L’HUMBLE BALADE DES ROIS MAGES…

Un jour, une étoile est apparue dans le ciel.  Des Mages, qui étaient des astrologues surent en décrypter le sens et ils se mirent en route pour la suivre jusqu’à une certaine destination où venait de naître un enfant qui allait changer la face du monde.   L’étoile des Rois Mages, c’est l’éternelle Étoile intime, celle du matin intérieur, qui n’apparaît que pour mieux signifier la naissance de l’Enfant-Christ.  Elle devait représenter l’émissaire de la Jérusalem Céleste, comme elle aurait pu représenter le Double du Christ ou, qui sait, un OVNI !

Trêve de badinage, l’étoile de Mages est d’abord reliée à un phénomène qui se produit inévitablement dans la vie d’un véritable chercheur, qu’on appelle parfois mystique ou Initié : au moment de son Illumination, il apparaît, au-dessus de sa tête, une étoile, plus précisément un pentagramme lumineux.
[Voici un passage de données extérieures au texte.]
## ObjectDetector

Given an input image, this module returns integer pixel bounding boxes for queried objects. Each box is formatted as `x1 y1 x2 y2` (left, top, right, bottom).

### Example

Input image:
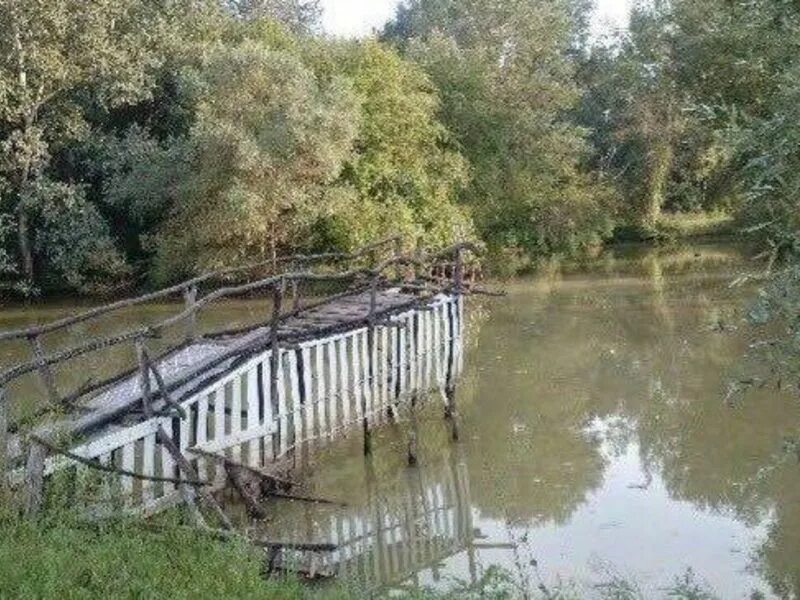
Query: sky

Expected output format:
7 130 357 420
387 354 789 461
322 0 631 37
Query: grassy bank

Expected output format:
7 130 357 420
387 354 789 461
0 503 715 600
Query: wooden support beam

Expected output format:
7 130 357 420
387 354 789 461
269 492 347 506
225 463 267 519
141 347 189 419
186 448 297 488
136 339 233 529
25 440 47 518
31 436 212 487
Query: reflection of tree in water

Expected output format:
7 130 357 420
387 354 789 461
462 244 800 596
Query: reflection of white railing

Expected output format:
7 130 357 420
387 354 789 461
29 294 463 511
280 461 474 589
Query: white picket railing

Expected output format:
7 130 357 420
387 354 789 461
31 294 463 512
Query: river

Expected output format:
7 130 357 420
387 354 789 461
0 245 800 598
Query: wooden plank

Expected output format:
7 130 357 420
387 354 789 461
405 312 419 395
389 327 400 404
287 350 303 448
195 394 209 446
277 350 289 456
246 365 261 430
261 350 278 461
422 311 433 392
359 329 372 414
301 346 316 441
314 342 328 439
351 332 364 420
120 443 136 496
397 316 408 400
338 337 351 427
142 433 156 506
159 434 176 496
325 341 339 437
230 373 242 436
380 327 391 409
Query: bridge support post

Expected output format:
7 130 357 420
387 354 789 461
269 278 286 460
0 386 8 490
28 334 61 406
445 247 464 442
25 440 47 519
183 285 197 342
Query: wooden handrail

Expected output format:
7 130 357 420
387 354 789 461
0 236 398 342
0 238 480 386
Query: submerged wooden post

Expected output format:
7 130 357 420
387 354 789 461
28 333 61 406
183 285 197 342
136 338 152 418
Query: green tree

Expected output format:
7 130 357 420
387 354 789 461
108 42 358 281
385 0 611 268
308 41 474 247
0 0 177 290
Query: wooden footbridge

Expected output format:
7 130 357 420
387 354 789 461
0 239 479 546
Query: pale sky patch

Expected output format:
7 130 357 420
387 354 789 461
322 0 631 37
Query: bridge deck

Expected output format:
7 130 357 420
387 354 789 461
38 289 419 448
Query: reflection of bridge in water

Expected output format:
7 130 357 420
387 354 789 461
0 239 494 582
225 440 488 590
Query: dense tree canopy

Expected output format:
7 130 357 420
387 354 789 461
0 0 800 292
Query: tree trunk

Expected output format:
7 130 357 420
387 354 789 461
642 143 673 229
17 205 34 283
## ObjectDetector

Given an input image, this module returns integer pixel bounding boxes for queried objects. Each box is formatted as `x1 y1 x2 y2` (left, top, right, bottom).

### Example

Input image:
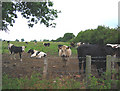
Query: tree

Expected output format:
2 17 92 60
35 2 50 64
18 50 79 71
15 39 19 42
62 33 75 42
2 1 61 31
21 39 25 42
43 39 49 42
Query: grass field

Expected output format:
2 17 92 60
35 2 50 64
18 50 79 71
2 41 120 91
2 41 77 56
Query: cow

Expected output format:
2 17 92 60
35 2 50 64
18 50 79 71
43 43 50 47
77 42 82 47
70 42 75 47
58 45 63 49
106 44 118 48
59 45 72 67
8 43 26 61
25 42 28 44
7 41 10 44
27 49 47 58
77 44 115 76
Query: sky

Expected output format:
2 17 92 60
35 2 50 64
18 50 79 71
0 0 120 41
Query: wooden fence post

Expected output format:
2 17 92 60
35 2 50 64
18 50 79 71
106 55 111 80
43 57 48 79
86 55 91 86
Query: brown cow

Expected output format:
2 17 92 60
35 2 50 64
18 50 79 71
59 45 72 67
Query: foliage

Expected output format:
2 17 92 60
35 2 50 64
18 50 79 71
15 39 19 42
54 33 75 42
2 1 61 31
21 38 25 42
73 26 120 44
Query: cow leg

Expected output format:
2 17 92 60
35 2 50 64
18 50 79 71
13 53 16 60
79 60 82 74
83 60 86 73
19 53 22 61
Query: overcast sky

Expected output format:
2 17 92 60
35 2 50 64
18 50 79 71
0 0 119 41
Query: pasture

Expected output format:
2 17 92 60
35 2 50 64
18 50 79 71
2 41 120 89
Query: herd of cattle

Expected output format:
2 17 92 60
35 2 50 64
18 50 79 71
8 42 120 75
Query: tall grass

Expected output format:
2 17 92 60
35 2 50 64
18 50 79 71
2 41 77 56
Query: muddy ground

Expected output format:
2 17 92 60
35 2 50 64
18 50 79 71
2 53 97 80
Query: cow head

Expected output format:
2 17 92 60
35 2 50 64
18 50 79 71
8 44 13 49
27 49 34 54
59 45 71 57
22 46 26 52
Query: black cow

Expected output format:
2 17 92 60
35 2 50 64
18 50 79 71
70 42 75 47
58 45 63 52
25 42 28 44
7 41 10 44
77 44 115 76
43 43 50 47
8 44 26 61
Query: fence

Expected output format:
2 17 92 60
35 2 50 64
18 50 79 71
43 55 120 81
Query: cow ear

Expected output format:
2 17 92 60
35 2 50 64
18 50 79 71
59 47 61 49
67 46 70 49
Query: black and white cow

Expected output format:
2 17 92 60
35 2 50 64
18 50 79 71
8 44 26 61
27 49 47 58
43 43 50 47
77 44 115 76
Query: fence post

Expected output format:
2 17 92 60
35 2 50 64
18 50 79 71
86 55 91 86
43 57 48 79
106 55 111 80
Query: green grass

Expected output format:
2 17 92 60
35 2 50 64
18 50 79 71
2 41 77 56
2 73 82 89
2 73 120 91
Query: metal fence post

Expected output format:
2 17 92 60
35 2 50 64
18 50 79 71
86 55 91 86
106 55 111 80
43 57 48 79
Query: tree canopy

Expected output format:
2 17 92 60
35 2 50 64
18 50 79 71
52 33 75 42
73 26 120 44
2 1 61 31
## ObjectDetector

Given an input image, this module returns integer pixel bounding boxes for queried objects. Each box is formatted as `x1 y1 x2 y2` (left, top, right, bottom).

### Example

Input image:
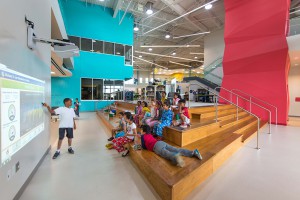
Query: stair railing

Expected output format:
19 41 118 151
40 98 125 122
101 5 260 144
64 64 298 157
215 87 272 134
188 84 260 150
231 89 278 125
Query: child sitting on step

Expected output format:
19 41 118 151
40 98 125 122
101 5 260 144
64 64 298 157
107 112 126 141
153 101 173 137
141 125 202 167
112 116 137 157
173 99 191 128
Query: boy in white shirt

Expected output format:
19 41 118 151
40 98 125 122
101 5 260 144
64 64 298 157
43 98 76 159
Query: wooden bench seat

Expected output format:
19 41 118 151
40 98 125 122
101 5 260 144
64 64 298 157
130 129 241 200
163 116 254 147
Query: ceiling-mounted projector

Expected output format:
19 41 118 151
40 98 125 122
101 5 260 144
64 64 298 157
25 17 79 58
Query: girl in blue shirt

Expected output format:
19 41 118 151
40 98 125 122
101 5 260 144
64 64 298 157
153 101 173 137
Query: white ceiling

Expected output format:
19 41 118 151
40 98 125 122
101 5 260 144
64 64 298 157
77 0 300 73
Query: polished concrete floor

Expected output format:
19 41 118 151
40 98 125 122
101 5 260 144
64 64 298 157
21 113 300 200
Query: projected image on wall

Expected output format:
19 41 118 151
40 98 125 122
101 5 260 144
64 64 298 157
0 64 45 165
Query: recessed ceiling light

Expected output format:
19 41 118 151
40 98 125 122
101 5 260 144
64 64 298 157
205 4 212 10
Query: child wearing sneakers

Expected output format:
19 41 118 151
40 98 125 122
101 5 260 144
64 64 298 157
153 101 173 137
141 125 202 167
107 112 126 141
43 98 76 159
112 116 137 157
173 99 191 128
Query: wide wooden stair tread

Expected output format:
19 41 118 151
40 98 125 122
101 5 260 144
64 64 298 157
98 102 267 200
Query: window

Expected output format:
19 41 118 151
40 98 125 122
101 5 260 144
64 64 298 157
125 45 132 65
80 38 93 51
81 78 93 100
125 78 134 85
93 79 103 100
93 40 103 53
104 42 115 55
69 36 80 49
115 44 124 56
81 78 124 100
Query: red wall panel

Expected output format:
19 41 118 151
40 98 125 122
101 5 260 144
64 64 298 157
221 0 290 125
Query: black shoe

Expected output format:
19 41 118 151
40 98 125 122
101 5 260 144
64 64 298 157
52 151 60 159
68 147 74 154
122 149 129 157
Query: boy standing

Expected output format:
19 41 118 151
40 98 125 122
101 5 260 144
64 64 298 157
43 98 76 159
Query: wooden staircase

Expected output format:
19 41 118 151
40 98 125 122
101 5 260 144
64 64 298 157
98 102 267 200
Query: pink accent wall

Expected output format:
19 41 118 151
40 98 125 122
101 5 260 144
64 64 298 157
221 0 290 125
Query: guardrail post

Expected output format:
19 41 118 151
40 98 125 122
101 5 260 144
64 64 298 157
256 119 260 150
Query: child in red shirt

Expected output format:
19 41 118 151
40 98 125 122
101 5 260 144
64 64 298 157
141 125 202 167
173 99 191 128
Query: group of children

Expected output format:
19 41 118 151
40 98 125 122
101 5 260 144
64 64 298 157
42 94 202 167
106 94 202 167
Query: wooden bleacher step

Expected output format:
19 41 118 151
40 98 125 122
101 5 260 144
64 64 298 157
163 116 253 147
234 120 268 143
130 126 241 200
189 105 235 113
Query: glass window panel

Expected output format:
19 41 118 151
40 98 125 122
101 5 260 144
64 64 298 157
81 38 93 51
81 78 93 100
93 40 103 53
93 79 103 100
125 78 134 84
69 36 80 49
104 42 114 55
115 44 124 56
125 45 132 65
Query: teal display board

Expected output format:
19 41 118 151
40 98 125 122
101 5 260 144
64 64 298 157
51 0 134 111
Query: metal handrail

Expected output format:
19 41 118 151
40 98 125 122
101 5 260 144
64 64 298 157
215 87 272 134
231 89 278 125
188 84 260 150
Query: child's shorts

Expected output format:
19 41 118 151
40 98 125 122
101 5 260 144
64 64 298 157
115 131 125 138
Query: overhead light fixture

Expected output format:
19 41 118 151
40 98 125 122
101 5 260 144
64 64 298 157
146 2 153 15
140 44 200 48
205 3 212 10
144 0 219 35
133 56 168 69
169 61 191 67
190 52 204 55
135 51 203 62
133 24 140 31
173 31 210 39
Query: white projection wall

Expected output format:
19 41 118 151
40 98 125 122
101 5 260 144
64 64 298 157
0 64 45 166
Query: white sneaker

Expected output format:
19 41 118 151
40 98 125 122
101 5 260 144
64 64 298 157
175 153 185 168
180 124 187 128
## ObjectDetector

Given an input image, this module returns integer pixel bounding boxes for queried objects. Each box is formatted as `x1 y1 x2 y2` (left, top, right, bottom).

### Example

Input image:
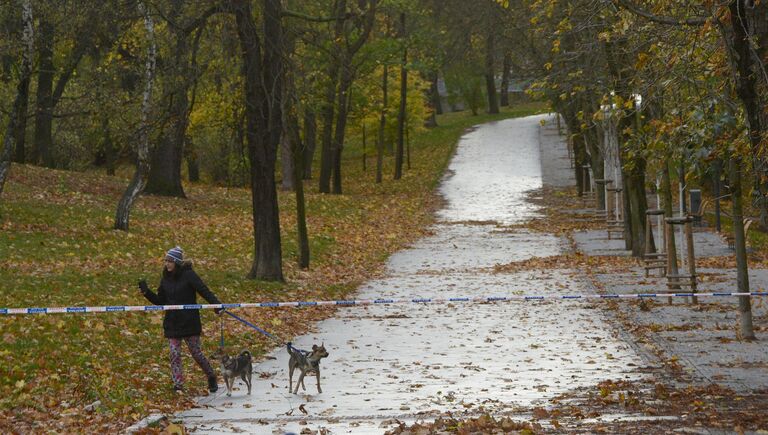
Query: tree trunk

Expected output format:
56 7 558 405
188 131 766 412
184 138 200 183
728 155 755 340
144 0 192 198
228 0 284 281
33 20 55 168
280 129 298 192
115 2 157 231
101 114 117 176
485 29 499 113
395 12 408 180
424 71 442 128
376 65 389 183
318 0 347 193
331 56 352 195
303 108 317 180
500 52 512 107
285 92 309 269
0 0 34 200
430 70 443 115
624 158 648 258
14 73 32 163
661 158 680 282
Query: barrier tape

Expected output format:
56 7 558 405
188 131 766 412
0 292 768 315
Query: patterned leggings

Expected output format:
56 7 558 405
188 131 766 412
168 335 216 387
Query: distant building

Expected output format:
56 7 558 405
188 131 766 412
437 77 533 112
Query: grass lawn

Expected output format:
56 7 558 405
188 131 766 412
0 103 546 433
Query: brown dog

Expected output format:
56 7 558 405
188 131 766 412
287 343 328 394
216 350 253 396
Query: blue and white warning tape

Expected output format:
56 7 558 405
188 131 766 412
0 292 768 315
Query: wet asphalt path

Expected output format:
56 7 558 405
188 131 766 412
171 115 642 434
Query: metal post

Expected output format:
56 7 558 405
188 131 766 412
685 222 698 304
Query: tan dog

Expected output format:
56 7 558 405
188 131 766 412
215 350 253 396
287 343 328 394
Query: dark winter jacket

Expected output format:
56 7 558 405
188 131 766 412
143 263 221 338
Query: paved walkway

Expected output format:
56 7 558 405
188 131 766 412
164 116 656 434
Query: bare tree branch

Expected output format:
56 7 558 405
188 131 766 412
612 0 712 26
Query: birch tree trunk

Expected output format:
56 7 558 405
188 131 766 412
303 108 317 180
395 12 408 180
728 155 755 340
376 65 389 183
0 0 34 200
115 2 157 231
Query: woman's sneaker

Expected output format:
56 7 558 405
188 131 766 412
208 376 219 393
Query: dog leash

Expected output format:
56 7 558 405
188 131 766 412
219 316 224 350
221 310 310 355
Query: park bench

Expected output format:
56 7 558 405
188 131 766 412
643 208 667 277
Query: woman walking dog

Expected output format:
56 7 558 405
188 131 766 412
139 246 221 393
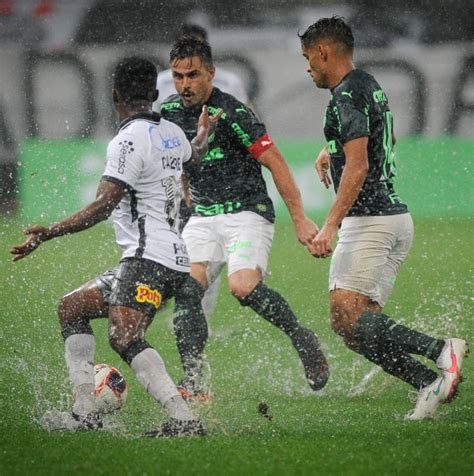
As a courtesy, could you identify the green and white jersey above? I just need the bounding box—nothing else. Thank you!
[161,88,275,223]
[324,69,408,216]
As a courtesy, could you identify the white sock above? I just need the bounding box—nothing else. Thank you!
[64,334,96,415]
[201,275,221,323]
[130,347,194,420]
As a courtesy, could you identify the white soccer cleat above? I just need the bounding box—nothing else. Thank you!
[436,339,469,403]
[405,376,448,420]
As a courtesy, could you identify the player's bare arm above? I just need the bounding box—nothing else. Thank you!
[10,180,125,261]
[314,146,332,188]
[191,106,223,162]
[311,137,369,258]
[257,145,318,246]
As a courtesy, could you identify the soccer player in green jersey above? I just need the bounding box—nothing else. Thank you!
[300,17,468,420]
[161,38,329,398]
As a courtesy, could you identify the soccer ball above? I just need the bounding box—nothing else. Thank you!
[94,364,128,413]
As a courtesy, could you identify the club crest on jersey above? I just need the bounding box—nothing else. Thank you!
[135,284,161,309]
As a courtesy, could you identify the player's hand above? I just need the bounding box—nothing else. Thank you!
[10,225,48,261]
[314,147,332,188]
[308,224,337,258]
[295,216,319,249]
[198,105,224,135]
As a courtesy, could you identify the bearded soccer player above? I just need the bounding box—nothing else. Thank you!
[300,17,468,420]
[161,38,329,397]
[11,57,219,437]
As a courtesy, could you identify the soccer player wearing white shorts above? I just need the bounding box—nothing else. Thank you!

Et puisque «ce qui est en bas est comme ce qui est en haut, et ce qui est en haut est comme ce qui est en bas», ce pentagramme doit exister doublement. Il faut savoir que l’être humain lui-même est un pentagramme vivant; et ensuite, en haut dans le plan subtil, quand il a développé en plénitude les cinq vertus (la bonté, la justice, l’amour, la sagesse et la vérité), un autre pentagramme le représente sous forme de lumière.  D’après la tradition, les Rois Mages qui étoile-des-magesétaient au nombre de trois : Melchior, Balthazar et Gaspard, apportèrent à l’Enfant Jésus l’or, l’encens et la myrrhe Chacun est aussi lié à une Sephirah : la myrrhe à Binah, l’éternité; l’or à Tiphereth, la lumière; et l’encens à Chessed, la dévotion.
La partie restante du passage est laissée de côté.